"Cheese has always been good to me."
Jim Friteuse

Friday, August 17, 2012

Chapter 3: FIFTY SHADES OF FRITEUSE


From the age of ten Claire Bracegirdle faithfully kept secret diaries for each year up until 1982 - the year she met Jim Friteuse. 


What follows is Claire's entry (complete with her own beautifully detailed original drawings) for Saturday 2 October 1982.

I was feeling so excited as I walked over to the cheese counter and saw the beautiful boy called Jim that I tripped over my own feet and fell flat on my face.
I knew his name was Jim because he had a name tag with the word Jim on it, although I didn’t know who he was. If I had known that I may have pissed my pants.
Holy crap, I thought to myself, what is that spectacularly handsome boy going to think of me now? But then I felt myself being lifted off the floor by a pair of strong hands.
According to Mr Gimli, when Jim had seen me fall he had vaulted over the cheese counter and pushed an elderly customer out of the way in order to rescue my dignity.
Oh my, I thought to myself, he’s like my knight in shining armour.

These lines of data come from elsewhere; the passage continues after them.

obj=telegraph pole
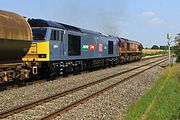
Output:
[167,33,172,65]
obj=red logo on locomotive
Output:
[89,44,96,50]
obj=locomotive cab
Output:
[23,27,64,61]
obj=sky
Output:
[0,0,180,48]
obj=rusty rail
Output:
[0,58,167,119]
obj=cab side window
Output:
[51,30,60,41]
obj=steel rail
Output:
[0,58,167,119]
[39,59,167,120]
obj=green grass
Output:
[125,64,180,120]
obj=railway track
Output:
[0,58,167,119]
[0,55,166,92]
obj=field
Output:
[142,49,167,57]
[125,64,180,120]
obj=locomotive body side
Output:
[23,19,119,77]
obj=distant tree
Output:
[151,45,159,49]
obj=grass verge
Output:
[125,64,180,120]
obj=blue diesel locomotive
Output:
[23,19,120,77]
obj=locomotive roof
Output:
[28,19,103,36]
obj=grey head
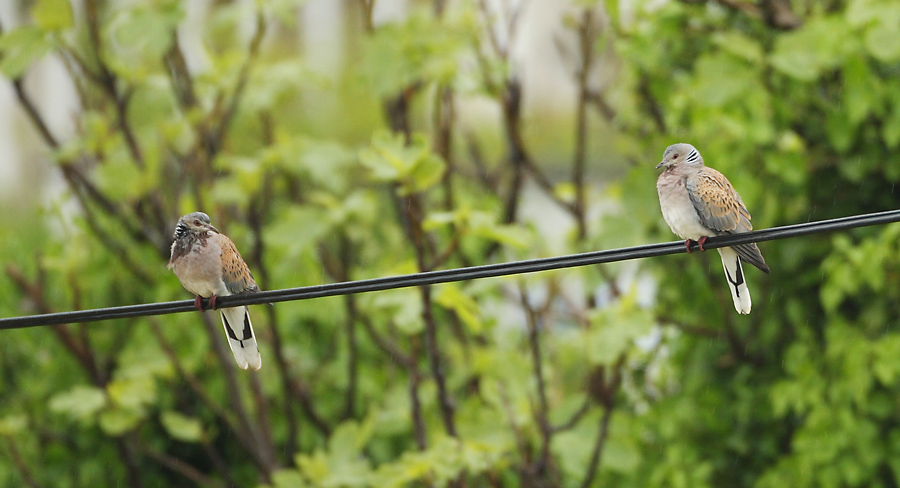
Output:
[175,212,219,241]
[656,142,703,169]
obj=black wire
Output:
[0,210,900,330]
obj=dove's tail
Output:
[219,306,262,370]
[718,247,750,314]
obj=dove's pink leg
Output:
[684,236,708,253]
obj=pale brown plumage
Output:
[168,212,262,370]
[656,143,769,314]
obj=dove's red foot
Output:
[194,295,218,312]
[684,236,707,253]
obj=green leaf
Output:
[100,408,143,437]
[31,0,73,31]
[713,31,763,65]
[0,414,28,436]
[106,376,156,410]
[50,385,106,420]
[769,17,857,81]
[587,291,654,364]
[841,57,882,126]
[364,8,474,98]
[434,283,484,334]
[159,410,204,442]
[272,469,309,488]
[865,18,900,63]
[359,131,445,195]
[881,96,900,149]
[0,26,53,79]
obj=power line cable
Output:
[0,210,900,330]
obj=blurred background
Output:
[0,0,900,487]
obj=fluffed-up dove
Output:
[168,212,262,370]
[656,143,769,314]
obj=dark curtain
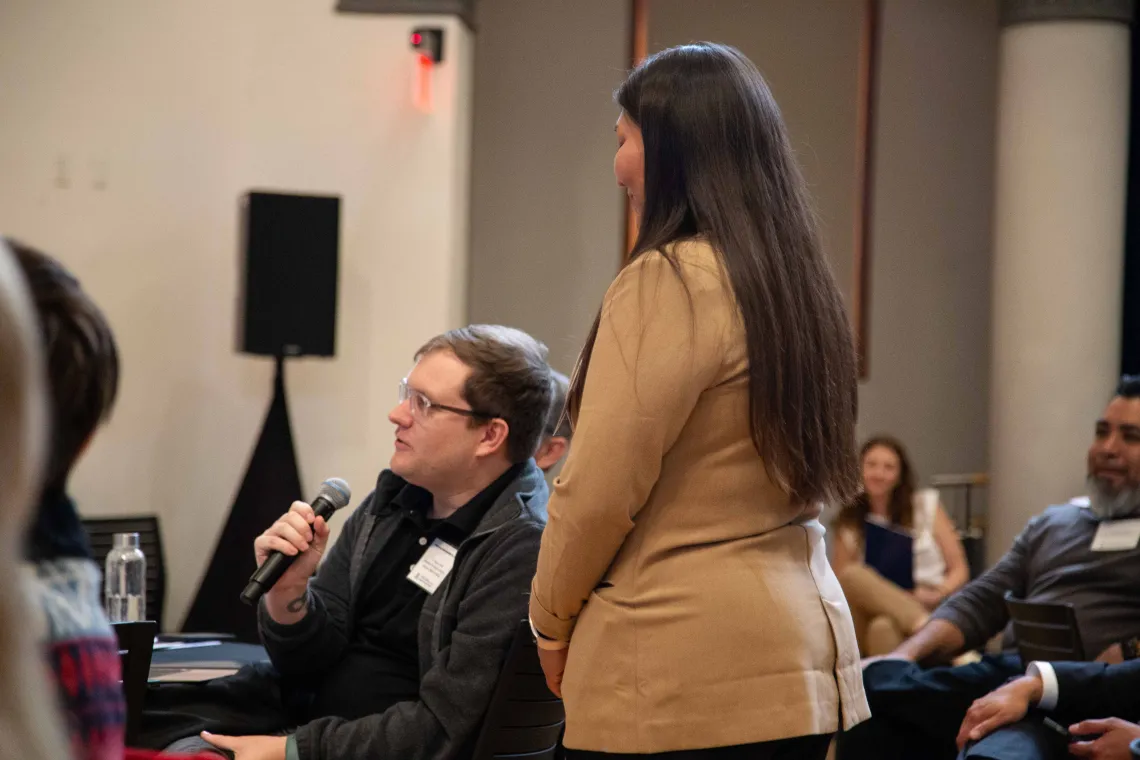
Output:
[182,358,301,641]
[1121,24,1140,375]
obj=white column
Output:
[986,0,1133,563]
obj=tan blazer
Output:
[530,243,870,753]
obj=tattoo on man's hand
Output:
[285,591,309,612]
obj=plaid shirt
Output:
[32,557,127,760]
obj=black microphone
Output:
[242,477,352,607]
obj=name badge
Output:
[1092,518,1140,551]
[408,540,456,594]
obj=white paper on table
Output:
[149,668,237,684]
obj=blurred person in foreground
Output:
[530,42,868,760]
[0,238,83,760]
[8,240,127,760]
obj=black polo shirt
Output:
[311,464,524,720]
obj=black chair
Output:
[111,620,158,746]
[1005,591,1085,664]
[473,621,565,760]
[83,515,166,626]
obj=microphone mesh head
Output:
[317,477,352,509]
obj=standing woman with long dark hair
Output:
[530,43,869,760]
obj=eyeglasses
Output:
[399,377,498,419]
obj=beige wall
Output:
[471,0,998,499]
[0,0,472,627]
[860,0,998,494]
[470,0,629,373]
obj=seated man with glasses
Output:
[157,325,553,760]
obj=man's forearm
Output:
[266,583,309,626]
[894,619,966,662]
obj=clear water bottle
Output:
[104,533,146,623]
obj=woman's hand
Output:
[913,586,944,612]
[538,647,570,700]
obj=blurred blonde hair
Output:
[0,239,71,760]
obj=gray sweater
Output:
[260,461,548,760]
[933,505,1140,660]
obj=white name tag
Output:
[408,539,455,594]
[1092,518,1140,551]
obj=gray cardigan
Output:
[933,504,1140,660]
[259,461,548,760]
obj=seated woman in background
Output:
[832,435,969,656]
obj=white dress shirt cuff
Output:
[1025,662,1061,710]
[527,615,570,651]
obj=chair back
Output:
[111,620,158,745]
[473,621,565,760]
[1005,591,1085,664]
[83,515,166,626]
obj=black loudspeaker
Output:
[238,193,341,357]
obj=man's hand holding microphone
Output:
[242,477,352,626]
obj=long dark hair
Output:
[836,435,914,533]
[567,42,857,504]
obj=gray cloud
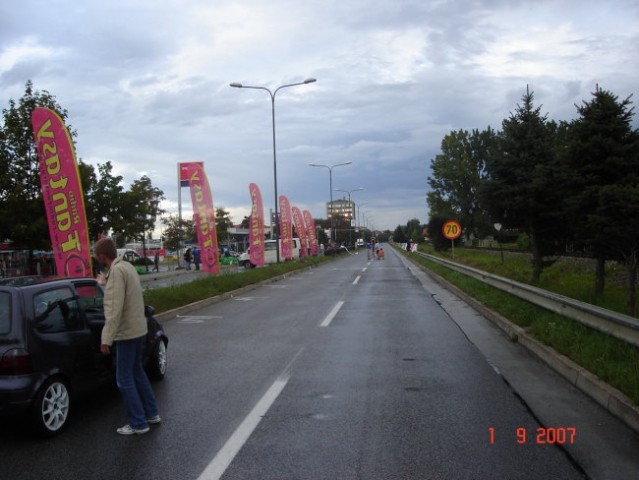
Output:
[0,0,639,229]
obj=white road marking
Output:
[175,315,223,323]
[320,300,344,327]
[198,347,304,480]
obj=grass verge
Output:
[403,246,639,405]
[144,257,333,313]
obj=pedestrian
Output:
[153,250,160,272]
[93,238,162,435]
[184,248,193,270]
[193,247,200,270]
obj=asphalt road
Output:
[0,248,639,480]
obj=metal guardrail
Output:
[416,252,639,347]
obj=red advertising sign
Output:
[31,108,92,277]
[249,183,264,267]
[292,207,308,257]
[180,162,220,273]
[280,195,293,260]
[302,210,317,257]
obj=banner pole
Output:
[176,162,182,268]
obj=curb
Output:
[406,256,639,433]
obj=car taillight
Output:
[0,348,33,375]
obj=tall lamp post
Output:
[230,78,317,263]
[335,187,364,248]
[308,162,353,246]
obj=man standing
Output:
[93,238,162,435]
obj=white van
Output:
[238,238,301,268]
[118,248,142,263]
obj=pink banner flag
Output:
[292,207,308,257]
[302,210,317,257]
[31,108,92,277]
[249,183,264,267]
[180,162,220,273]
[280,195,293,260]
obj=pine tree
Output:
[565,86,639,313]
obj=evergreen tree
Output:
[564,87,639,313]
[482,90,566,283]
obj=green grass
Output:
[404,249,639,405]
[144,257,333,313]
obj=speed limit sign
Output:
[442,220,461,240]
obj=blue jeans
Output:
[114,336,159,428]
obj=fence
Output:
[417,252,639,347]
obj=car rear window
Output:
[33,287,80,333]
[0,292,11,335]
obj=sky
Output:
[0,0,639,230]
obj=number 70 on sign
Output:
[442,220,461,240]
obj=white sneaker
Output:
[117,425,151,435]
[146,415,162,425]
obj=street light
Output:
[335,187,364,248]
[230,78,317,263]
[308,162,353,242]
[356,202,368,243]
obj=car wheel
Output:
[31,377,71,437]
[147,339,168,380]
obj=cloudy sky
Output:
[0,0,639,230]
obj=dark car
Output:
[0,276,168,436]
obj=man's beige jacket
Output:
[102,257,147,345]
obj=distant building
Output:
[326,199,355,222]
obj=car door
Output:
[31,284,105,391]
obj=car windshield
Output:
[0,292,11,335]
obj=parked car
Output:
[0,276,168,436]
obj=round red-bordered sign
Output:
[442,220,461,240]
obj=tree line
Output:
[427,86,639,314]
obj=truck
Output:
[238,238,302,268]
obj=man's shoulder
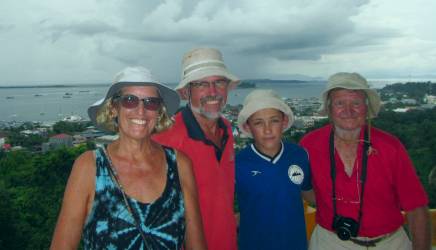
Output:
[300,125,331,146]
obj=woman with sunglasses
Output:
[51,67,206,249]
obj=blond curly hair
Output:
[96,91,174,134]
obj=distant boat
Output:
[236,81,256,89]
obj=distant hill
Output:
[242,78,325,84]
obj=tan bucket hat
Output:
[88,66,180,132]
[319,72,381,118]
[176,48,240,98]
[238,89,294,138]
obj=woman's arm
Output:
[177,152,207,250]
[50,151,95,250]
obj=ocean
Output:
[0,79,384,122]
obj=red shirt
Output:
[154,108,237,250]
[301,125,428,237]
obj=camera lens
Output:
[336,227,351,240]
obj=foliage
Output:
[284,108,436,208]
[381,82,436,103]
[0,146,86,249]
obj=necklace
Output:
[334,133,361,144]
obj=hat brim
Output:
[319,86,381,119]
[88,82,180,132]
[175,67,240,99]
[238,99,294,138]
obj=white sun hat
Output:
[176,48,240,98]
[88,66,180,131]
[238,89,294,138]
[320,72,381,118]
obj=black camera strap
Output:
[329,127,370,235]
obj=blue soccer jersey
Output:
[236,143,312,250]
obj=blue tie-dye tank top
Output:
[83,147,185,250]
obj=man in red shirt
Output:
[301,73,431,250]
[154,48,239,250]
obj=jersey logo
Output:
[251,170,262,176]
[288,165,304,185]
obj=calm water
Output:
[0,83,324,121]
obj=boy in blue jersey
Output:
[236,90,314,250]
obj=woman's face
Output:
[114,86,162,140]
[330,89,368,130]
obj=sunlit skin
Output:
[329,89,368,133]
[114,86,159,140]
[243,108,289,157]
[187,76,228,120]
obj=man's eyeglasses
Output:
[191,79,230,89]
[114,95,163,111]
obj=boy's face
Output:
[244,108,289,157]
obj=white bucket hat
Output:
[176,48,239,98]
[88,66,180,131]
[238,89,294,138]
[319,72,381,119]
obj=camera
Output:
[332,215,359,240]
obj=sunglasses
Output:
[115,95,163,111]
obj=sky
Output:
[0,0,436,86]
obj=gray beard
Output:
[191,105,221,120]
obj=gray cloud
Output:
[0,0,436,84]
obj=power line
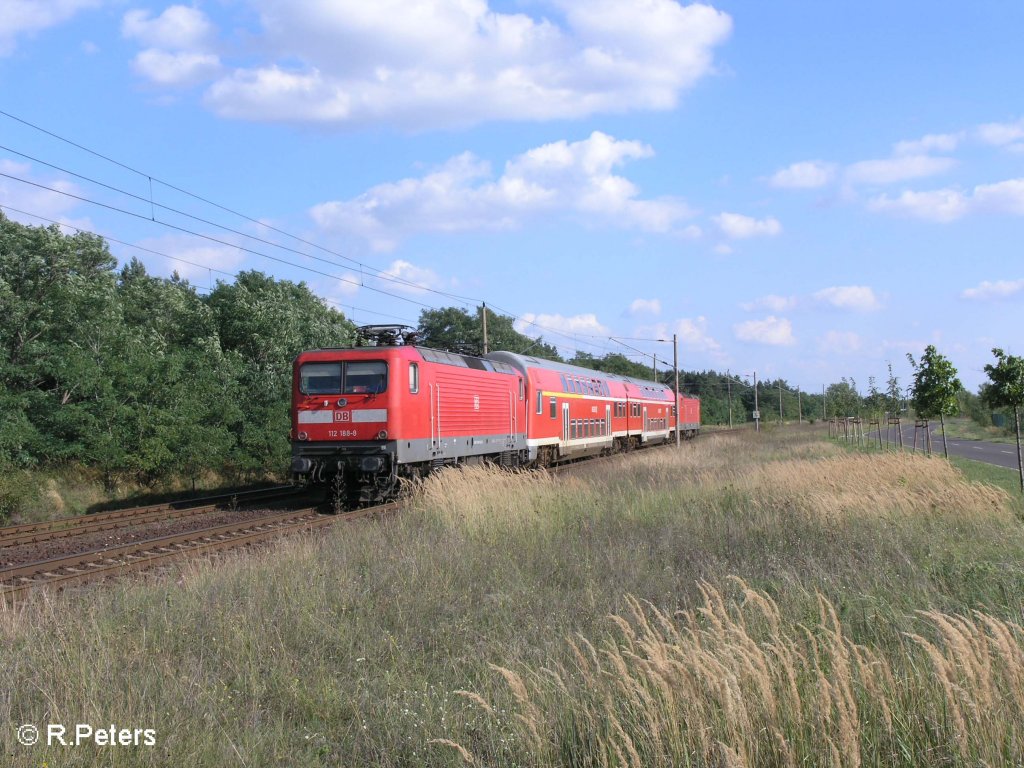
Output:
[0,144,483,309]
[0,110,480,303]
[0,203,415,325]
[0,172,442,309]
[0,110,679,364]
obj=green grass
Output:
[935,418,1017,444]
[0,429,1024,768]
[949,456,1022,507]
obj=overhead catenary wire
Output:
[0,110,480,303]
[0,110,684,368]
[0,203,413,324]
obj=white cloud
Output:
[675,314,723,358]
[961,280,1024,301]
[974,178,1024,216]
[0,0,102,56]
[867,189,969,222]
[184,0,732,130]
[121,5,214,50]
[768,160,836,189]
[713,212,782,240]
[814,286,882,312]
[633,314,726,367]
[514,312,611,336]
[732,314,797,346]
[978,118,1024,148]
[310,132,693,246]
[132,48,220,85]
[893,133,964,155]
[818,331,864,354]
[371,259,442,294]
[867,178,1024,222]
[0,158,92,229]
[739,294,797,312]
[845,155,956,184]
[630,299,662,314]
[121,5,221,86]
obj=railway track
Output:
[0,504,396,603]
[0,485,301,549]
[0,442,729,602]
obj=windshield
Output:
[299,360,387,394]
[345,360,387,394]
[299,362,341,394]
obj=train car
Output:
[677,394,700,438]
[291,327,700,506]
[292,335,527,504]
[485,351,700,465]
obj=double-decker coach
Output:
[485,352,700,464]
[291,326,700,504]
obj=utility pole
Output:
[480,301,487,354]
[754,371,761,432]
[725,369,732,429]
[672,334,683,447]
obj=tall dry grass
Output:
[450,578,1024,768]
[0,430,1024,768]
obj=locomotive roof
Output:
[302,344,518,375]
[487,351,672,390]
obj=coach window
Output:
[299,362,341,394]
[344,360,387,394]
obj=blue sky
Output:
[0,0,1024,391]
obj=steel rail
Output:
[0,503,397,603]
[0,485,302,548]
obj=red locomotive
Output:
[292,327,700,504]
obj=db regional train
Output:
[291,327,700,505]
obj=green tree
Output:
[825,377,862,419]
[207,271,355,473]
[906,344,964,459]
[0,214,120,465]
[982,347,1024,493]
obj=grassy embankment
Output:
[932,417,1017,451]
[0,430,1024,768]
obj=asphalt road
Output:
[864,422,1017,469]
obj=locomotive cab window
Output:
[299,362,341,394]
[344,360,387,394]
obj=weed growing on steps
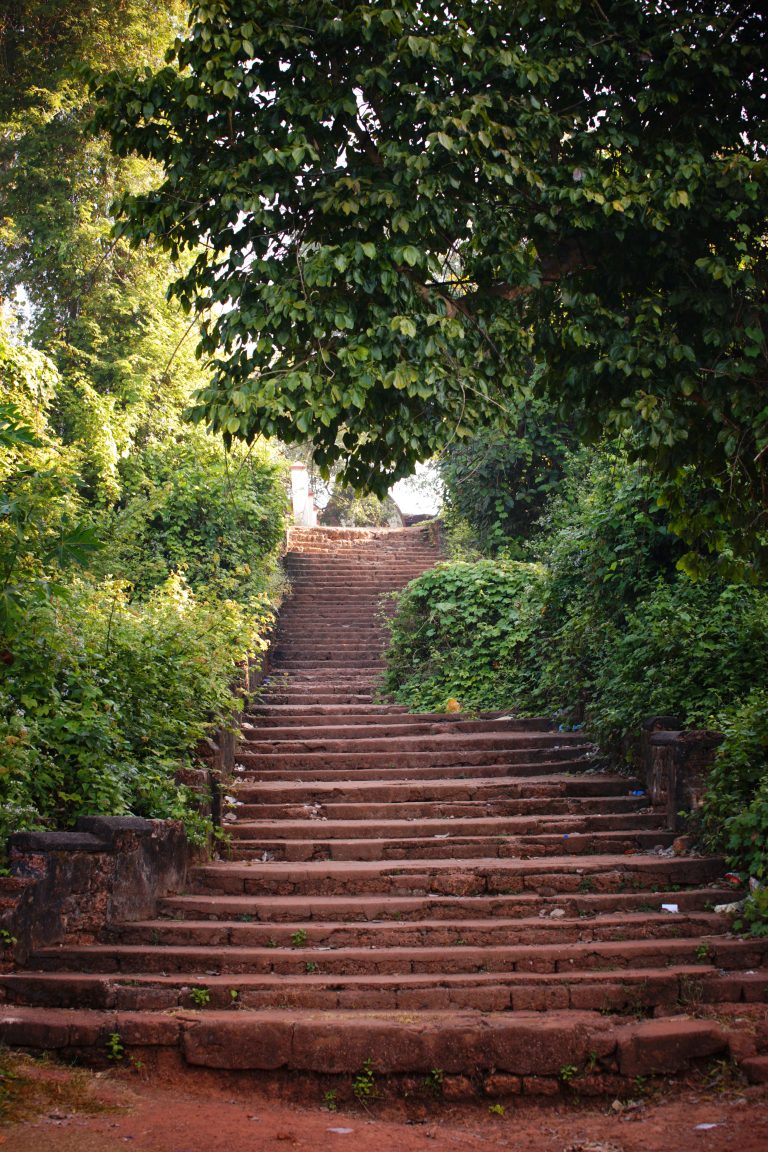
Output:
[424,1068,446,1096]
[352,1056,377,1104]
[107,1032,126,1063]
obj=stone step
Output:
[226,831,675,862]
[237,742,594,778]
[21,935,768,987]
[237,722,584,758]
[230,791,649,836]
[107,909,728,950]
[242,713,559,742]
[7,963,768,1018]
[237,751,607,783]
[159,884,733,931]
[190,855,724,896]
[0,528,768,1099]
[231,773,641,805]
[0,1008,746,1087]
[229,811,663,842]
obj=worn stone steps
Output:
[243,723,594,759]
[0,528,768,1097]
[154,884,732,931]
[109,909,723,952]
[223,812,675,843]
[6,954,768,1022]
[226,832,674,863]
[191,855,723,896]
[0,1008,728,1099]
[231,765,636,804]
[236,790,660,836]
[24,922,765,986]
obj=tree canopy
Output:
[97,0,768,562]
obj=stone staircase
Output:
[0,526,768,1097]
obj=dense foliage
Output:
[0,0,286,839]
[438,401,575,552]
[387,449,768,925]
[94,0,768,573]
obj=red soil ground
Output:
[0,1064,768,1152]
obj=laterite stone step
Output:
[0,526,768,1099]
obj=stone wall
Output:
[641,717,723,832]
[0,816,190,963]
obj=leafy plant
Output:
[107,1032,126,1062]
[424,1068,446,1096]
[352,1056,375,1104]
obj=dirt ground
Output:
[0,1058,768,1152]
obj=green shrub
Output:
[385,560,546,711]
[99,427,287,600]
[0,576,272,835]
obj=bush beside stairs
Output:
[0,526,768,1097]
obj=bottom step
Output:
[0,1007,743,1094]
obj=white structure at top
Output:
[290,464,318,528]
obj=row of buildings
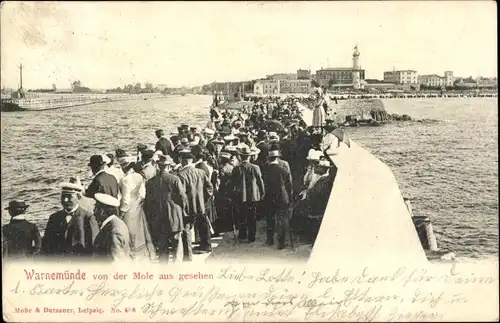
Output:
[384,70,498,88]
[202,46,498,96]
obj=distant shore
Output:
[1,93,165,112]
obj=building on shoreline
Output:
[297,69,311,80]
[267,73,297,81]
[418,71,455,87]
[253,80,313,95]
[316,46,365,89]
[384,70,418,84]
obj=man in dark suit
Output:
[139,149,156,182]
[94,193,131,261]
[264,150,293,249]
[85,155,118,198]
[231,146,265,242]
[2,200,42,259]
[42,178,99,257]
[144,155,188,262]
[155,129,174,156]
[178,150,214,256]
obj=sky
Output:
[0,1,497,88]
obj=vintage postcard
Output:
[0,1,499,322]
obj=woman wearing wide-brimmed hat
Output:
[118,156,156,259]
[2,200,42,258]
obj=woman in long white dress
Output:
[312,89,326,128]
[119,156,157,260]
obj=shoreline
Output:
[1,94,167,112]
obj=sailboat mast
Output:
[19,63,23,89]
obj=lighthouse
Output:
[352,45,361,90]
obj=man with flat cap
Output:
[144,155,188,262]
[85,155,119,198]
[139,149,156,182]
[42,175,99,257]
[2,200,42,259]
[94,193,132,261]
[231,145,265,242]
[155,129,174,156]
[264,149,293,249]
[178,150,214,260]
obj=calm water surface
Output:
[1,96,498,258]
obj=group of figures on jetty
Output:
[3,88,347,261]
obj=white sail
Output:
[309,141,427,266]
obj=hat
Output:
[142,149,155,160]
[257,130,267,138]
[238,145,253,156]
[219,151,232,159]
[5,200,29,210]
[307,149,323,160]
[118,156,137,168]
[87,155,109,166]
[102,155,112,165]
[267,150,281,157]
[318,160,332,168]
[225,146,238,153]
[250,146,260,155]
[211,137,225,145]
[179,149,194,159]
[203,128,215,135]
[157,155,174,166]
[115,148,127,159]
[61,177,83,193]
[224,134,238,141]
[137,143,148,150]
[94,193,120,207]
[269,135,280,142]
[189,136,200,146]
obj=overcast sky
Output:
[1,1,497,88]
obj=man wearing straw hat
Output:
[42,175,99,257]
[144,155,188,262]
[303,160,337,244]
[179,150,214,260]
[85,155,118,198]
[155,129,174,155]
[264,149,293,249]
[231,145,265,243]
[2,200,42,259]
[94,193,131,261]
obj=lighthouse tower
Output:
[352,45,361,90]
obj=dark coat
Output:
[256,141,270,166]
[306,167,337,216]
[264,164,293,206]
[94,217,131,261]
[2,218,42,257]
[42,207,99,256]
[144,173,187,239]
[231,161,265,203]
[85,171,118,198]
[155,137,174,156]
[179,166,214,216]
[139,163,157,182]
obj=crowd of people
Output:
[3,90,345,261]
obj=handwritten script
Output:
[4,265,498,321]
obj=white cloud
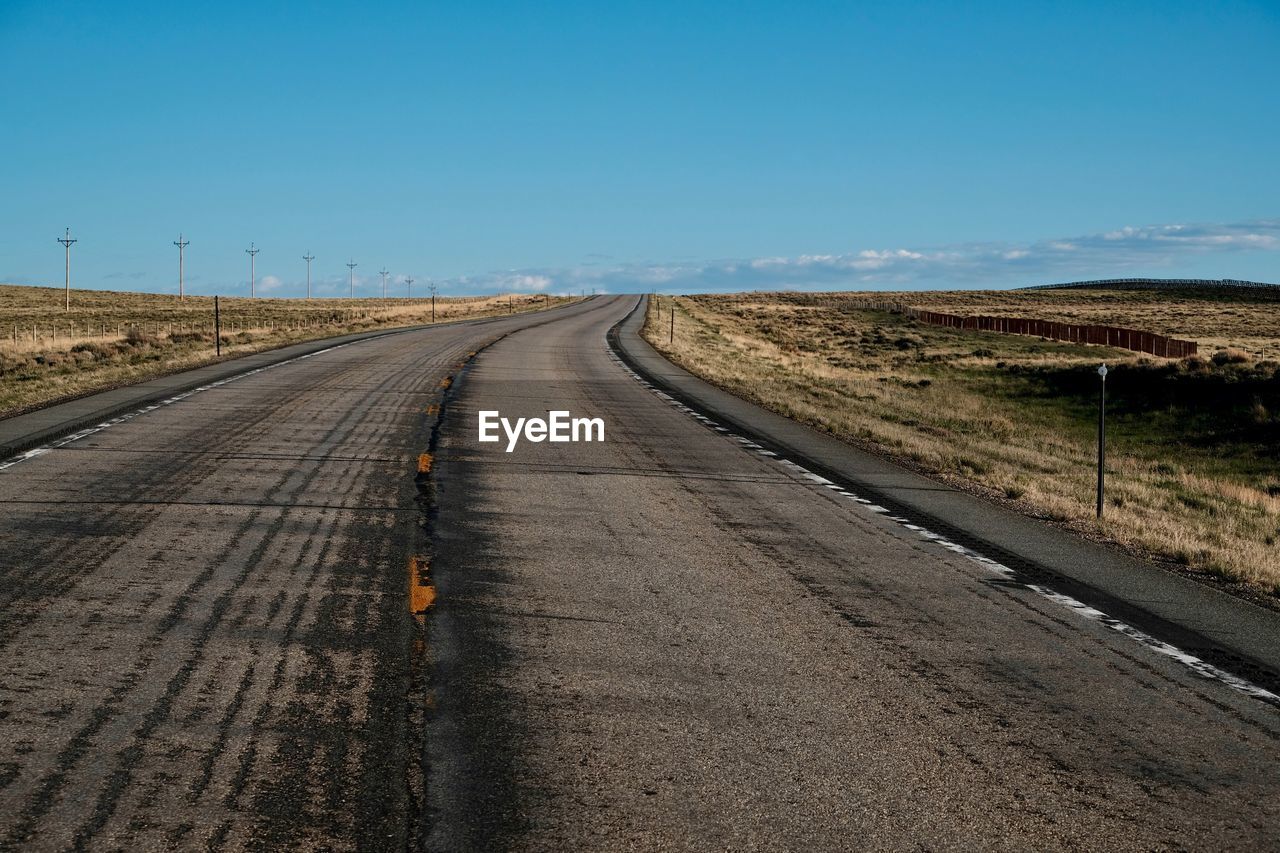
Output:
[442,219,1280,293]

“Hello,” he said to me in his beautifully cultured Kiwi accent, “my name is Jim Friteuse.” Under his lime green apron (that had the words GIMLI’S STORE printed on it in white letters that started exactly one inch below the second row of stitching and one inch from the left of the top bit of the apron - I forget what that bit is called), Jim was wearing a navy blue T-shirt, blue Levi jeans, white socks and a pair of black sneakers.
I didn’t know what colour his underpants were at that time but for the purposes of anyone buying the film rights for this diary, I found out later that they were black and they were briefs, not boxers.
He extended his hand and I shook it, blinking rapidly in the strip lighting above my head. Oh my . . . he really was quite . . . wow! As I took his hand I was aware of the delicious smell of camembert and it sent me into a spasm of love, lighting my inner goddess up and making me blush. I’m pretty sure that my heavy breathing and constant sounds of "Phwoar" must have been quite audible.

He looked me straight in the eye, a ghost of a smile on his exquisitely sculptured mouth, and my subconscious implored me to say something – anything!
Damn, why couldn’t I say something in front of this Adonis.
Damn. Damn. Damn. Holy crap. Damn. Damn. Damn. Oh my. Damn. Damn. Damn.
I inhaled his faintly cheesy scent. He smelled of freshly sliced Edam and some expensive English cheddar. Oh my, it was intoxicatingly cheesy.
I inhaled deeply.
And then I realised who he was. I knew I had heard the name Friteuse before. This was the same Jim Friteuse that had won New Zealand’s Got Talent in 1977, the same year that I won my fifth Annual Wongawonga Dressage Competition with Trigger.
Sadly, Trigger is dead, replaced by Bullet.
A triple flashback would be good here, showing me looking really happy after winning the Dressage Competition and then a few years later with Trigger being carted off to the glue factory and me waving at him through tearful eyes and then me being given Bullet a day later and looking really happy again.
I looked at Jim through dreamy eyes. “Would you like to come to the local dance with me tonight?” he asked. I couldn’t believe it – the winner of the 1977 New Zealand’s Got Talent show was asking me out on a date!
Oh my!
“Yes!” I cooed, rather too quickly.
“You don’t have to make your mind up right now,” he announced.
“Yes!” I blurted again.
“I mean, you can let me know this arvo,” he drawled.
“Yes! Yes! Yes!” I screamed.
“Oh right,” he murmered, “but I will warn you that I do have a dark side.”
“What? Like Darth Vader?” I asked, having just seen the film Star Wars.
“No, not like Darth Vader,” snapped Jim. “Darker than that.”
I had already decided that I wanted Jim, that I desired him and that he could be as dark as he wanted when he was with me. He could be darker than all the dark things in Dark Town on Dark Island on the continent of Darkness on the planet Dark as far as I was concerned.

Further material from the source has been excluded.